Complications historically are very common with femoral neck fractures in children (Morsy 2001). Improvements in treatment have reduced the rates of complication but the incidence is still high. Urgent (<12 h) anatomic reduction should be the guiding principle in treatment of these injuries (Shrader et al. 2006). Although, most cases of osteonecrosis of the femoral head occur within 6–7 months, these fractures should be followed for a minimum of one year after fixation before avascular necrosis of the femoral head can be ruled out. In this case, at 3 years follow up, the patient continued to be pain free, without any symptoms attributed to avascular necrosis, although the minimal coxa magna noted on xray suggests he likely did experience some small degree of AVN which would not be expected to alter his treatment. He was also noted to have premature physeal closure with growth arrest of the proximal femur, causing mild leg length discrepancy of 8 mm. This occurred despite physeal sparing internal fixation. The shortening of the femoral neck is evidence of this complication. The patient has a mild leg length discrepancy of 8 mm at skeletal maturity, which is asymptomatic, and would not be expected to require further treatment. More significant leg length discrepancies at may require additional treatment such as shoe lifts, contralateral epiphysiodesis, or lengthening procedures, depending on the degree of discrepancy. This patient did develop coxa vara as well which can be attributed to the inferior femoral neck comminution allowing for varus collapse or from physeal closure. Significant symptomatic coxa vara can be addressed with valgus osteotomy. The patient did have some abductor weakness likely related to relative greater trochanteric overgrowth. He was treated with therapy regimen directed at strengthening the abductors. If this continues to be symptomatic, a trochanteric osteotomy with advancement is an option to re-tension the abductor musculature.

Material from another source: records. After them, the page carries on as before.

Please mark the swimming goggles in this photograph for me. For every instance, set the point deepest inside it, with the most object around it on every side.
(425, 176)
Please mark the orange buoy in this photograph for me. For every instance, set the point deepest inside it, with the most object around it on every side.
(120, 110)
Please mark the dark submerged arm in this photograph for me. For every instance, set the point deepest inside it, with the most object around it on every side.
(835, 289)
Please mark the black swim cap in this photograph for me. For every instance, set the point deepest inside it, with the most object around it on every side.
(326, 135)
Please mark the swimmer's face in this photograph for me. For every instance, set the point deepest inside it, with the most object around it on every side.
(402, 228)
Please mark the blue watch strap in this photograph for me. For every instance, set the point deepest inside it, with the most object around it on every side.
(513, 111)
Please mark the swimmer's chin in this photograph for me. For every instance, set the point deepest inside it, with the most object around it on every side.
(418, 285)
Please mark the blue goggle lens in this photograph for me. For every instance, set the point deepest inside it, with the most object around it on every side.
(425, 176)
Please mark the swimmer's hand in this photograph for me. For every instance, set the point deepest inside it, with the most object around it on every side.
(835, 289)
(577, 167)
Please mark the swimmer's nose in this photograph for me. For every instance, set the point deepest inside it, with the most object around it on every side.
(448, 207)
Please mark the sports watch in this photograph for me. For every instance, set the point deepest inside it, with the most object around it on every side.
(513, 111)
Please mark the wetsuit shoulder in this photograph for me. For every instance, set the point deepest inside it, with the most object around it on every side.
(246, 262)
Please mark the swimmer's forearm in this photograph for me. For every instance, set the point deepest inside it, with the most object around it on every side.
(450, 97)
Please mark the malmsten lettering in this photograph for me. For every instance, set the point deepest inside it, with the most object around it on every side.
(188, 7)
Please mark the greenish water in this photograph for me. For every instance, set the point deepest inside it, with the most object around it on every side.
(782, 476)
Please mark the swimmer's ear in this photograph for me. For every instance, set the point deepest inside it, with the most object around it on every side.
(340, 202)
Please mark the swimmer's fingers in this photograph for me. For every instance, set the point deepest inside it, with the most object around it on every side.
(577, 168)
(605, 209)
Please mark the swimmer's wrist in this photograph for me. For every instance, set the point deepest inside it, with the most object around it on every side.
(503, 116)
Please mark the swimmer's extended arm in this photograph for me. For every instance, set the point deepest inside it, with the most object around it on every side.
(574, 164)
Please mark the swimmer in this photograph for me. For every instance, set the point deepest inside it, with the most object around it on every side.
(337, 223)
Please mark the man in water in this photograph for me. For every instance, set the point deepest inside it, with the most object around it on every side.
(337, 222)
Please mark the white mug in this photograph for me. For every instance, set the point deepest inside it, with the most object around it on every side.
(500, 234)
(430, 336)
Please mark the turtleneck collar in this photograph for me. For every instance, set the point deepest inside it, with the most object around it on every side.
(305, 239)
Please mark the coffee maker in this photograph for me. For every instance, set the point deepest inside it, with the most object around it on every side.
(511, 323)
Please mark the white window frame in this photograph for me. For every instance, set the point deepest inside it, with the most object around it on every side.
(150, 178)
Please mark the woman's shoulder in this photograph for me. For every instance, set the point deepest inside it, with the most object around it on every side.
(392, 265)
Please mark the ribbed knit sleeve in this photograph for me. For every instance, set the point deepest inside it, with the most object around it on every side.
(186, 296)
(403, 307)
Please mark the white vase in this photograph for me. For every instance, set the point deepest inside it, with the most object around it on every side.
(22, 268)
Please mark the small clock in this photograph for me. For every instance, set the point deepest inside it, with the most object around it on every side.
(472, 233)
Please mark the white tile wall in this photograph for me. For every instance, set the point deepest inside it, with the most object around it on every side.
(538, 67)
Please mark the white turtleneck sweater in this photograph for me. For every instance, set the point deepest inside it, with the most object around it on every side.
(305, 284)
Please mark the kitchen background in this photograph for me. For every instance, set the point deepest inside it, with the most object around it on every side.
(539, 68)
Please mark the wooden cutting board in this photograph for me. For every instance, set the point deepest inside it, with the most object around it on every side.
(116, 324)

When placing cannulated screws, they should be placed proximal to the lesser trochanter to avoid causing a subtrochanteric stress riser. If patients wish to participate in contact sports, hardware removal should be considered to prevent future fracture. Activity restriction is critical after hardware removal to protect the screw tracts while they heal and prevent re-fracture. The selection of what screw size one should use to fix these fractures is dependent on patient age and size. One should select a screw size that allows for maximal strength, while still allowing multiple screws to be placed. This is important in a narrow femoral neck that does not permit three screws in the optimal inverted triangle configuration. All guide wires should be placed prior to drilling or placing screws. This prevents rotation of the proximal fracture fragment that could potentially devascularize the femoral head.

It has been suggested that an early post-operative bone scan may be an effective tool in establishing an early diagnosis of AVN of the femoral head so that treatment before x-rays. This may prove beneficial as treatment may be instituted prior to femoral head collapse (Parikh et al. 2017).